Yes, Hausfeld was probably their best-known partner. And yes, as one of Washington, D.C.'s top antitrust litigators, he would probably carry off a number of clients. But as senior partner Steve Toll puts it, "There was no financial weighing back and forth."
"Our view was that if Hausfeld left, and every case that came with Hausfeld went with Hausfeld, the firm would not be hurt financially," Toll says, "because all the work the firm had done thus far would belong to us."
Two-and-a-half months later, Hausfeld is doing his best to scuttle that assumption by laying claim to potentially millions of dollars in fees for work he did before his exit. His former partners, who have tweaked their firm's name to Cohen Milstein Sellers & Toll, are calling the moves a desperate squeeze.
It's impossible to peg exactly how much money Hausfeld is demanding, because the fees in many of the class actions have yet to be determined. Hausfeld himself prefers not to discuss any specifics of the situation, except to say that by ousting him, he believes his old partners officially dissolved their firm. "As a result, there is a dispute as to who is entitled to what and how much," he says.
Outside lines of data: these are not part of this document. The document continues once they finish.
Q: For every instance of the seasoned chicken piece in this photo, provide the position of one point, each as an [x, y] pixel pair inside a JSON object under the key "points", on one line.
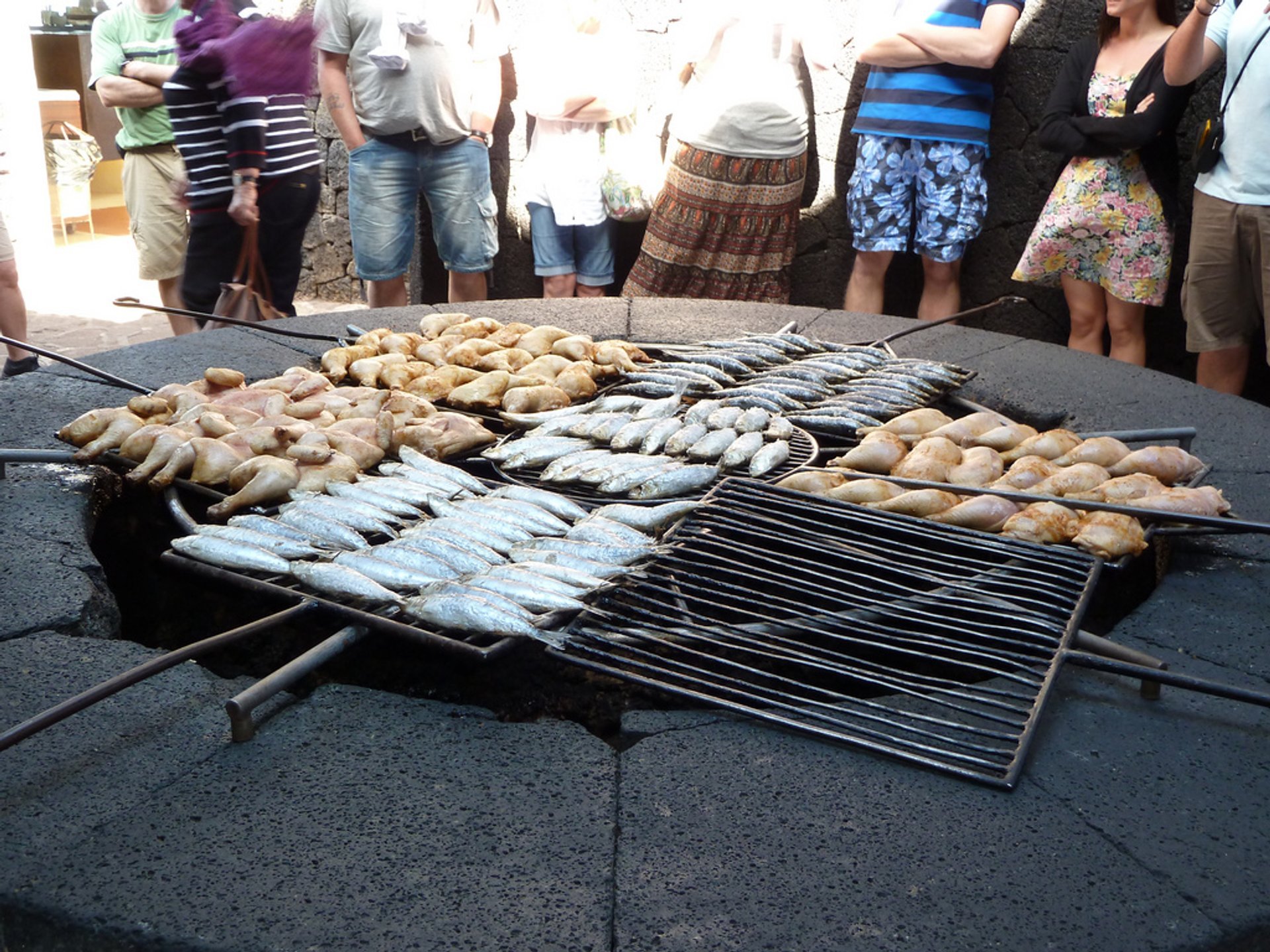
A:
{"points": [[1049, 444], [262, 479], [1202, 500], [1079, 477], [878, 452], [978, 467], [1111, 535], [984, 513], [919, 502], [1002, 438], [1043, 522], [1123, 489], [818, 481], [1027, 473], [1169, 465], [1104, 451]]}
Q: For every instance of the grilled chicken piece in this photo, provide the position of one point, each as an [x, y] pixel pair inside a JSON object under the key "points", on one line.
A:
{"points": [[919, 502], [984, 513], [1202, 500], [1043, 522], [262, 479], [978, 467], [1169, 465], [1079, 477], [1111, 535], [1002, 438], [818, 481], [878, 452], [1027, 473], [1104, 451]]}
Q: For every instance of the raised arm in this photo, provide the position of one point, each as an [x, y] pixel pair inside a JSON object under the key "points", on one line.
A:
{"points": [[962, 46]]}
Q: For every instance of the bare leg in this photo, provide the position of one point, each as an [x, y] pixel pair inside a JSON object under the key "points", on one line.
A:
{"points": [[867, 284], [468, 287], [1087, 306], [169, 292], [13, 310], [941, 290], [1223, 371], [1127, 323], [559, 285], [386, 294]]}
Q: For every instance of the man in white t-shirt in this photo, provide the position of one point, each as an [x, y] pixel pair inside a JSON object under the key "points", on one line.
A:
{"points": [[413, 89], [1226, 294]]}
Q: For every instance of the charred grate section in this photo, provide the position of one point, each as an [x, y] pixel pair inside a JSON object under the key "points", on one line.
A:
{"points": [[922, 641]]}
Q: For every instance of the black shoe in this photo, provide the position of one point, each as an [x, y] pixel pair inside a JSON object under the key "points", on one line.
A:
{"points": [[12, 368]]}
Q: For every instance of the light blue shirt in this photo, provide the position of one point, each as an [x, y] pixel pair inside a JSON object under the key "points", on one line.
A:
{"points": [[1242, 175]]}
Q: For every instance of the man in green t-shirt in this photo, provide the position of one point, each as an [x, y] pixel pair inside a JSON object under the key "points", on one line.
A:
{"points": [[134, 54]]}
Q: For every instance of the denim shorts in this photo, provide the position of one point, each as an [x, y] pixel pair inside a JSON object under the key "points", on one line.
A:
{"points": [[586, 251], [943, 180], [384, 184]]}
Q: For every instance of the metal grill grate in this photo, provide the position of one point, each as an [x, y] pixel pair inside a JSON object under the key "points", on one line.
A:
{"points": [[922, 641]]}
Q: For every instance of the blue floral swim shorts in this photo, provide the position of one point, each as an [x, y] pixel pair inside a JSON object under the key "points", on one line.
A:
{"points": [[943, 180]]}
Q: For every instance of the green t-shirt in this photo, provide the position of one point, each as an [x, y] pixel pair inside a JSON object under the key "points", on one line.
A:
{"points": [[126, 33]]}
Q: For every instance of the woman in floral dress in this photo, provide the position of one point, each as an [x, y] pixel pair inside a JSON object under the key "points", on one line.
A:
{"points": [[1107, 233]]}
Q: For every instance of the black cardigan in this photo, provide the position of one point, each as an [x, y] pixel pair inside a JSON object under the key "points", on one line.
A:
{"points": [[1067, 126]]}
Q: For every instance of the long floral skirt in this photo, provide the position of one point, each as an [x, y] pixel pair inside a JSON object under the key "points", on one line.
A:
{"points": [[723, 227]]}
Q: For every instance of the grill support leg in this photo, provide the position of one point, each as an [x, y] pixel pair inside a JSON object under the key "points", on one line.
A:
{"points": [[240, 706]]}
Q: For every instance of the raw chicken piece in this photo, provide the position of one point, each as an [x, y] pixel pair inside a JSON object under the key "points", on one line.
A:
{"points": [[1043, 522], [1104, 451], [1049, 444], [878, 452], [978, 467], [1027, 473], [986, 513], [1080, 477], [919, 502], [1169, 465], [1203, 500], [813, 481], [1111, 535], [1002, 438]]}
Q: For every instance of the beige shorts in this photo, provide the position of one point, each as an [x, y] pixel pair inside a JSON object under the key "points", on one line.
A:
{"points": [[159, 227], [5, 244], [1226, 294]]}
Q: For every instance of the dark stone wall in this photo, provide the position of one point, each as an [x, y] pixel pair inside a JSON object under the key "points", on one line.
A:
{"points": [[1020, 175]]}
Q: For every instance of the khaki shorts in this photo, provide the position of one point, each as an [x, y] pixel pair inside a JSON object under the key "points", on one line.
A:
{"points": [[159, 229], [1226, 295], [5, 244]]}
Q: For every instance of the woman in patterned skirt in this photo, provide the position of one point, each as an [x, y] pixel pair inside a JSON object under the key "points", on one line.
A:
{"points": [[726, 222], [1107, 230]]}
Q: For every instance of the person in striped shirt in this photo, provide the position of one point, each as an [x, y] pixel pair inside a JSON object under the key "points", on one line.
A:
{"points": [[922, 141], [238, 111]]}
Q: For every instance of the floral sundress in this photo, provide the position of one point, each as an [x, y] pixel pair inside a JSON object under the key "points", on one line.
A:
{"points": [[1103, 221]]}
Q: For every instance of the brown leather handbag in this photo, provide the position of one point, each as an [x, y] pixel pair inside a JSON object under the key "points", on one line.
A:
{"points": [[247, 298]]}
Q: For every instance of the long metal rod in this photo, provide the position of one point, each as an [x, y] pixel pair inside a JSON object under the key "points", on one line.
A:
{"points": [[241, 705], [99, 692], [78, 365], [252, 325]]}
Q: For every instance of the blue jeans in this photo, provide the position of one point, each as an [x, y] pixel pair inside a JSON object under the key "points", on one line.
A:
{"points": [[384, 184]]}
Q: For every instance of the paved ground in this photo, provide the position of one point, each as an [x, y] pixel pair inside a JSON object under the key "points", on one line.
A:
{"points": [[368, 820]]}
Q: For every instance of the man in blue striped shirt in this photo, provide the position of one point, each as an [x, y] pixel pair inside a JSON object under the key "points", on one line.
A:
{"points": [[922, 140]]}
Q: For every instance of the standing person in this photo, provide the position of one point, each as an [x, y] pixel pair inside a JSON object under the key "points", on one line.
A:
{"points": [[238, 111], [1107, 233], [923, 141], [1226, 295], [726, 222], [413, 91], [134, 55], [577, 73]]}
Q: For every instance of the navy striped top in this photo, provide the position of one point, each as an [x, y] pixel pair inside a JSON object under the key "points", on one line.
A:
{"points": [[943, 102]]}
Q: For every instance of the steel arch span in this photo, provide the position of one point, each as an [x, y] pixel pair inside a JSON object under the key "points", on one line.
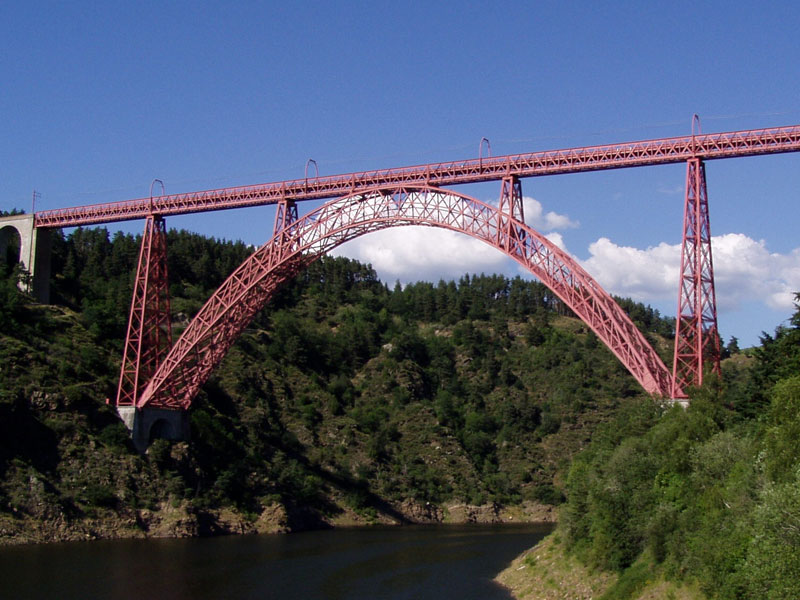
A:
{"points": [[233, 306]]}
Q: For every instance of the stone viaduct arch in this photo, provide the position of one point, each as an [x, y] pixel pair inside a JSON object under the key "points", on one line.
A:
{"points": [[34, 251], [301, 241]]}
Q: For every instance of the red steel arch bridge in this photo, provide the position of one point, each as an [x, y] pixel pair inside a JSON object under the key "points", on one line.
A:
{"points": [[158, 373]]}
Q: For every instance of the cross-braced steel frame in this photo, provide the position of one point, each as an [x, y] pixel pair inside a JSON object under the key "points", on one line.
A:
{"points": [[696, 335], [214, 329], [149, 336]]}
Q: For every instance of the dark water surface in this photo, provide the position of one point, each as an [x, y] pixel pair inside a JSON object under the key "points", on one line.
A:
{"points": [[449, 561]]}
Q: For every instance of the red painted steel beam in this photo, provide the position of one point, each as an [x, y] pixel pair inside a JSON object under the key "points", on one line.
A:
{"points": [[551, 162], [232, 307]]}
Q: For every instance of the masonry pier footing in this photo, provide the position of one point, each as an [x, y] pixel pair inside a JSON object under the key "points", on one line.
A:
{"points": [[147, 424]]}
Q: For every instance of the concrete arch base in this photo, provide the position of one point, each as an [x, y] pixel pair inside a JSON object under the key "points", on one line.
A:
{"points": [[147, 424]]}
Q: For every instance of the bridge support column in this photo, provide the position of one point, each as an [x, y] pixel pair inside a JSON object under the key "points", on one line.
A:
{"points": [[149, 335], [34, 253], [148, 424], [696, 334], [510, 208]]}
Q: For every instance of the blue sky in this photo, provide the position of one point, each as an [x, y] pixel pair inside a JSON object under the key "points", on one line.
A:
{"points": [[98, 99]]}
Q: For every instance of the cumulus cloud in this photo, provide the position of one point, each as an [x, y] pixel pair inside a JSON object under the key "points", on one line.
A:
{"points": [[412, 254], [744, 271], [536, 217], [428, 254]]}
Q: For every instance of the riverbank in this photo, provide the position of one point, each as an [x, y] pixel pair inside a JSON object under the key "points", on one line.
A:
{"points": [[547, 572], [183, 520]]}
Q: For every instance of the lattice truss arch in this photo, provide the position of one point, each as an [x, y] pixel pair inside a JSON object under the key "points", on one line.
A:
{"points": [[233, 306]]}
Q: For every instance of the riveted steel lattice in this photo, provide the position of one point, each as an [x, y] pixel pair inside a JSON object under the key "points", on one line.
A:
{"points": [[149, 336], [211, 333], [534, 164], [696, 336]]}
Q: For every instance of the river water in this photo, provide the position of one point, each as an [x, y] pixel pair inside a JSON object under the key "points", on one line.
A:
{"points": [[437, 562]]}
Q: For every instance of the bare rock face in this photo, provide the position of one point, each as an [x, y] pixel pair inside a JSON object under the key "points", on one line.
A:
{"points": [[273, 519], [417, 512], [467, 513]]}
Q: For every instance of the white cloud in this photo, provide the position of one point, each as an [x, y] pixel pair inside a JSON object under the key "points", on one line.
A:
{"points": [[430, 253], [423, 254], [544, 221], [639, 274], [744, 272]]}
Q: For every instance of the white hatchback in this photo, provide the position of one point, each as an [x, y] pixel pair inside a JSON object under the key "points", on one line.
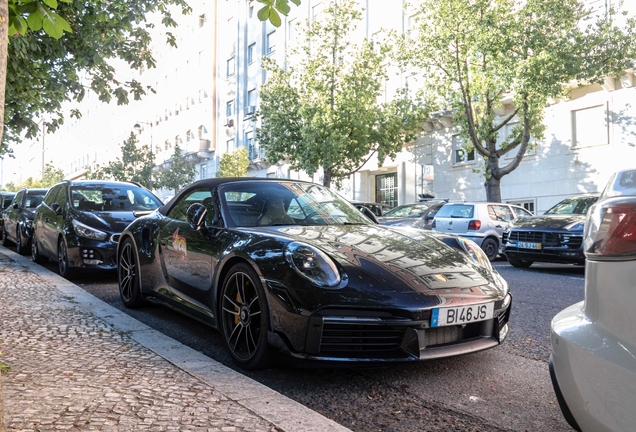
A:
{"points": [[481, 222], [593, 360]]}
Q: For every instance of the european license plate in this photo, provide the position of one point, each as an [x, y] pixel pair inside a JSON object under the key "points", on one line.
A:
{"points": [[527, 245], [462, 315]]}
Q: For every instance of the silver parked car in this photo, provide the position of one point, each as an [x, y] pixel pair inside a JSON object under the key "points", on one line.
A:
{"points": [[481, 222], [593, 360]]}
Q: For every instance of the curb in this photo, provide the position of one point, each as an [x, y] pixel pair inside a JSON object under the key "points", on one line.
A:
{"points": [[283, 412]]}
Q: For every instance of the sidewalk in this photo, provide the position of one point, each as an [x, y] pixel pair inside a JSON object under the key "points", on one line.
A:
{"points": [[80, 364]]}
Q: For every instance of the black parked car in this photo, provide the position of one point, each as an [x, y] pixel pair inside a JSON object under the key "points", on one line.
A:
{"points": [[418, 215], [555, 237], [17, 219], [290, 264], [79, 223]]}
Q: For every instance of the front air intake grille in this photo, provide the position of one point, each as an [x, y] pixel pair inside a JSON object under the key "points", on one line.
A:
{"points": [[343, 339]]}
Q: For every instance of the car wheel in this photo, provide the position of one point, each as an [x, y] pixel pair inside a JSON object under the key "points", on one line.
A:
{"points": [[35, 253], [62, 260], [491, 248], [244, 317], [128, 276], [516, 262], [19, 248], [5, 239]]}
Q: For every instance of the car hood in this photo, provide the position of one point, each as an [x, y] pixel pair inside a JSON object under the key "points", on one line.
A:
{"points": [[548, 221], [402, 260], [111, 222], [387, 220]]}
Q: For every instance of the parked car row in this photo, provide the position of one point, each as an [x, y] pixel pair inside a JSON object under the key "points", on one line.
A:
{"points": [[280, 263]]}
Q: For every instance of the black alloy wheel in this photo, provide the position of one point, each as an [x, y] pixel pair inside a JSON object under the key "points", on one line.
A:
{"points": [[244, 317], [5, 239], [36, 257], [491, 248], [519, 263], [128, 276], [62, 260], [19, 248]]}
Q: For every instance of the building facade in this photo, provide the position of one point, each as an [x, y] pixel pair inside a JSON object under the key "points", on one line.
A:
{"points": [[207, 91]]}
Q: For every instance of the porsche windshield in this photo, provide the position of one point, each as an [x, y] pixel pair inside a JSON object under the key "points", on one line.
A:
{"points": [[105, 198], [268, 203]]}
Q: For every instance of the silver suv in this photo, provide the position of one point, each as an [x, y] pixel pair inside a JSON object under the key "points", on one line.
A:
{"points": [[481, 222]]}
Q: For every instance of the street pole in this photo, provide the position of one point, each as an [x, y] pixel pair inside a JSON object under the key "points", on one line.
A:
{"points": [[138, 128]]}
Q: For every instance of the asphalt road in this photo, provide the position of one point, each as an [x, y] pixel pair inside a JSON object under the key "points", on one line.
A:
{"points": [[505, 388]]}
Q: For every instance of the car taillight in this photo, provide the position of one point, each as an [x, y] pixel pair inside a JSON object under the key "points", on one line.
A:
{"points": [[474, 224], [611, 229]]}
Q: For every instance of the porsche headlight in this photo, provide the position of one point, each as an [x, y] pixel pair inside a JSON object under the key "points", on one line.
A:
{"points": [[88, 232], [474, 251], [577, 226], [312, 264]]}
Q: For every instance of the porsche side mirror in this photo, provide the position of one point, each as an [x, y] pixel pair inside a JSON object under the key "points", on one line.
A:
{"points": [[196, 216], [57, 209]]}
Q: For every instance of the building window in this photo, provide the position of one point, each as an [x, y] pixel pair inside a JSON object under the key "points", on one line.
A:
{"points": [[386, 188], [231, 66], [250, 53], [270, 43], [590, 126], [461, 154]]}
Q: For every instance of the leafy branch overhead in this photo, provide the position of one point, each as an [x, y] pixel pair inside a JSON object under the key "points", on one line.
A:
{"points": [[497, 63], [329, 111], [272, 10], [45, 70]]}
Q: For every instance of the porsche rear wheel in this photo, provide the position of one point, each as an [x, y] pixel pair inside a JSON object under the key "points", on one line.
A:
{"points": [[128, 276], [63, 264], [244, 317], [491, 248]]}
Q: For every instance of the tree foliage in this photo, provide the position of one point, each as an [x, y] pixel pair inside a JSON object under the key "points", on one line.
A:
{"points": [[52, 175], [324, 113], [234, 164], [134, 165], [43, 72], [476, 53], [272, 10], [181, 172]]}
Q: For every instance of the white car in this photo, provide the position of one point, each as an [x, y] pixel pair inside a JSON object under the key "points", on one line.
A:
{"points": [[593, 360], [481, 222]]}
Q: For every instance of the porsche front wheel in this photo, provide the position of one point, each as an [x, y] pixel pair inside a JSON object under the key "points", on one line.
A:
{"points": [[244, 317], [128, 276]]}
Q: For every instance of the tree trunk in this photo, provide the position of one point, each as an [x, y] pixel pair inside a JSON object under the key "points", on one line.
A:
{"points": [[493, 190], [4, 41], [326, 178]]}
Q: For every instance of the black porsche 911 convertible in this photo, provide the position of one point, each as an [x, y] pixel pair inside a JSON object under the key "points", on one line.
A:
{"points": [[290, 266]]}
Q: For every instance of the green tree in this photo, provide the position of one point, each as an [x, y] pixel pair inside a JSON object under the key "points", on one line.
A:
{"points": [[181, 172], [272, 10], [474, 53], [324, 113], [134, 165], [234, 164], [43, 72], [51, 176]]}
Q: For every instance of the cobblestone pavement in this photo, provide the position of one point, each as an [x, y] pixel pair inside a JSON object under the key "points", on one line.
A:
{"points": [[73, 370]]}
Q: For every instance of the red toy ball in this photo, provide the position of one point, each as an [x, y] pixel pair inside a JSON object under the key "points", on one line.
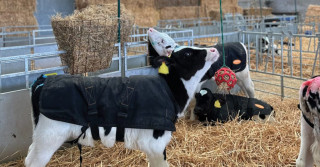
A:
{"points": [[225, 78]]}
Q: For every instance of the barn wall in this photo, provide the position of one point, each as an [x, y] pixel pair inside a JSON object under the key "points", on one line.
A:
{"points": [[15, 124]]}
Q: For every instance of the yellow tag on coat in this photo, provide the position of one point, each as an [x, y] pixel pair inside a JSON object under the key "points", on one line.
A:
{"points": [[217, 104], [163, 69]]}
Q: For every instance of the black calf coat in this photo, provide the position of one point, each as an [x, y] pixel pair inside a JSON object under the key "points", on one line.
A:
{"points": [[143, 102]]}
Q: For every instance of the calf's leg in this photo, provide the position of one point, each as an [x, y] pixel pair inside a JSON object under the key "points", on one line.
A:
{"points": [[305, 156], [48, 136], [158, 160]]}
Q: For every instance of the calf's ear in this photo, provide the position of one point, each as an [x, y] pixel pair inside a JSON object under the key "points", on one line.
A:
{"points": [[160, 59], [197, 95]]}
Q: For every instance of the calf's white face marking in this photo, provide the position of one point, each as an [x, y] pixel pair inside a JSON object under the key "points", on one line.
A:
{"points": [[161, 42]]}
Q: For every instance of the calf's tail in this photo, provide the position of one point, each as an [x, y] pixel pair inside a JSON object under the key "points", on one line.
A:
{"points": [[36, 89]]}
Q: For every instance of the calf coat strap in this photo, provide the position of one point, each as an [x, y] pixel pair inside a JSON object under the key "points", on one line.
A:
{"points": [[307, 120], [93, 115]]}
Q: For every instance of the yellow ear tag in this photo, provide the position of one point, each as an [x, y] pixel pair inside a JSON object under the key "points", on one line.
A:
{"points": [[163, 69], [217, 104]]}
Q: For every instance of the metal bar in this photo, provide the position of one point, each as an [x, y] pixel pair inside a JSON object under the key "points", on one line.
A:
{"points": [[257, 54], [26, 46], [300, 42], [26, 69], [282, 89], [32, 72], [31, 55]]}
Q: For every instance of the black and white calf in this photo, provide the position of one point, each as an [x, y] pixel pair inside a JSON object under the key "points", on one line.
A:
{"points": [[160, 44], [185, 68], [211, 107], [309, 104]]}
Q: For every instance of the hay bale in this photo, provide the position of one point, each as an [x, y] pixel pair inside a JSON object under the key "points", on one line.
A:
{"points": [[180, 12], [88, 36], [18, 13], [313, 10]]}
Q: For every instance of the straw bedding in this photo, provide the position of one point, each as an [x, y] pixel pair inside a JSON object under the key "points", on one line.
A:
{"points": [[235, 143], [88, 36]]}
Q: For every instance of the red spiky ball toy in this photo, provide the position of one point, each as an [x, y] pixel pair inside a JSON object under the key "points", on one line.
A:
{"points": [[225, 78]]}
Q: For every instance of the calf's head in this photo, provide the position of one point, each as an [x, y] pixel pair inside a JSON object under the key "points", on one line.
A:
{"points": [[183, 71], [309, 96], [162, 43], [185, 62]]}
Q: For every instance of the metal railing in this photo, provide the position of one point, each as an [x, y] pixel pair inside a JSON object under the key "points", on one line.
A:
{"points": [[295, 60]]}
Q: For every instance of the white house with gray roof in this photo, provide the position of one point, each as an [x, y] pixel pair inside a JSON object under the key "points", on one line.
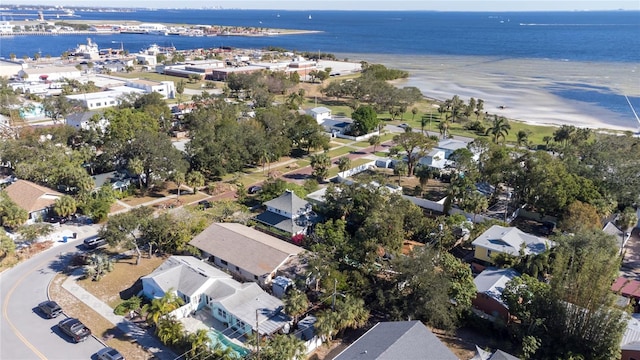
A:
{"points": [[206, 288], [288, 213], [508, 240], [244, 251], [320, 113], [489, 285], [407, 340]]}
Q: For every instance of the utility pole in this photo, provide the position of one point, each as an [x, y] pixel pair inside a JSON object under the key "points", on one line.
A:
{"points": [[257, 336], [333, 302]]}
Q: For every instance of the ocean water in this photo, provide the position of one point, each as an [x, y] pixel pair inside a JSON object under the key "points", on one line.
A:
{"points": [[580, 63]]}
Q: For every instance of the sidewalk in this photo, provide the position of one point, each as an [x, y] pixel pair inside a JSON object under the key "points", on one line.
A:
{"points": [[141, 336]]}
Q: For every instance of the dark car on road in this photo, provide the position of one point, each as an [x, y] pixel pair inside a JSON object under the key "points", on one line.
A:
{"points": [[94, 243], [109, 354], [75, 329], [50, 308]]}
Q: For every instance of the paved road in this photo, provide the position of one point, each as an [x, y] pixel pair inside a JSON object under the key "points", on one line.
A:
{"points": [[24, 333]]}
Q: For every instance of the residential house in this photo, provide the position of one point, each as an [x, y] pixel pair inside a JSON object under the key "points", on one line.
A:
{"points": [[243, 308], [320, 114], [407, 340], [496, 355], [288, 213], [35, 199], [508, 240], [87, 120], [489, 286], [630, 343], [244, 251], [435, 159]]}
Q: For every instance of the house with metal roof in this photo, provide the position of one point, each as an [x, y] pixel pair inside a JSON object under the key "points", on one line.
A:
{"points": [[508, 240], [489, 285], [288, 213], [242, 307], [245, 252], [36, 200], [407, 340]]}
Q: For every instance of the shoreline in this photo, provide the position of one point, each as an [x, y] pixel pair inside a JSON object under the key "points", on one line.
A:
{"points": [[533, 91]]}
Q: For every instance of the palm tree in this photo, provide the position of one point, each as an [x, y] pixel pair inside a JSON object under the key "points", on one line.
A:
{"points": [[375, 141], [400, 168], [522, 138], [283, 346], [499, 128], [326, 324], [65, 206], [170, 331], [296, 304], [344, 163], [99, 265], [179, 178], [443, 127]]}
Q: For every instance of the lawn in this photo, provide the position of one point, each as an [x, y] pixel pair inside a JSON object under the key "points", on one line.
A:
{"points": [[124, 274], [339, 151]]}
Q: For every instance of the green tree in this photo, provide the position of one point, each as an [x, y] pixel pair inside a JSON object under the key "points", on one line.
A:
{"points": [[365, 120], [296, 303], [124, 229], [195, 180], [99, 265], [415, 146], [375, 141], [499, 128], [344, 163], [179, 178], [65, 206], [320, 163], [170, 331]]}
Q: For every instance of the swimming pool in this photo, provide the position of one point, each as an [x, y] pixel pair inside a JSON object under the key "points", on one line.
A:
{"points": [[217, 339]]}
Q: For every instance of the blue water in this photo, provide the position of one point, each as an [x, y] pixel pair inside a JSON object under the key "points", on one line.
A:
{"points": [[604, 38], [611, 36]]}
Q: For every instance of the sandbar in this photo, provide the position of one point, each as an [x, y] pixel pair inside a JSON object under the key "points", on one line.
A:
{"points": [[536, 91]]}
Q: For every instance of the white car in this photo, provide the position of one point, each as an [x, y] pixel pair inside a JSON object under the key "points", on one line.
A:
{"points": [[109, 354]]}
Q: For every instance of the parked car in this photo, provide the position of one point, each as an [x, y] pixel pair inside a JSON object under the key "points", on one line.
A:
{"points": [[57, 219], [50, 308], [94, 243], [75, 329], [109, 354], [205, 204]]}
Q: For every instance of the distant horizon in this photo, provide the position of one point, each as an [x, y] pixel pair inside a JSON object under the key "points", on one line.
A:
{"points": [[351, 5]]}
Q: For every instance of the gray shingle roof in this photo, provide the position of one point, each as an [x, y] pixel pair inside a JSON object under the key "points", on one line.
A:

According to federal court documents filed by Cohen Milstein in California, however, Hausfeld LLP "has claimed fees and expenses in virtually all of Cohen Milstein's cases, regardless of whether Mr. Hausfeld or any of the attorneys at his firm ever worked on those cases." Toll says the total could reach "tens of millions of dollars" -- though he adds he is confident that the partnership agreement Hausfeld signed will keep him from collecting any of the money.
The financial hardball is, not surprisingly, playing a part in the increasingly nasty custody battle over Cohen Milstein's antitrust portfolio. Hausfeld LLP has now replaced Cohen Milstein as co-lead counsel in a dozen antitrust class actions, and the two firms are sharing the role in another pair of cases.
Cohen Milstein lost court challenges to keep its lead status in four of those cases, and is continuing to battle for it in two more. In the scuffles, Hausfeld has laid into Cohen Milstein's finances, alleging in court filings this month that the firm was heavily in debt and in arrears on its litigation expenses. Cohen Milstein countered its finances were fine; its only problem had been Hausfeld's own unsuccessful attempts to stop up its revenue.
Of course, much of the controversy in court has also centered on which firm now has the legal chops to lead the class actions. When he departed Cohen Milstein, Hausfeld took along 17 of its antitrust lawyers, leaving the firm with just 12 in the practice area.
Toll says they are still handling more than 30 antitrust cases of their own. But in court, Hausfeld has derided the practice as a stump of its former self, arguing that his firm should get bumped up to co-lead even in cases where its lawyers have billed fewer hours. In some instances, that difference is stark. In a class action about rail surcharges before the U.S. District Court for the District of Columbia, Hausfeld logged 53.5 hours, versus 836.5 for Benjamin Brown from Cohen Milstein.
Hausfeld points out that Cohen Milstein has tried to do the same thing in cases where they have billed fewer hours. That argument, though, is beside the point, he says.
"There's nobody at [Cohen Milstein] who had the trial experience or the success either in trials or in settlements that I have had," Hausfeld says. "So it's a matter in putting forward the relative credentials, not just a pure accumulation of time."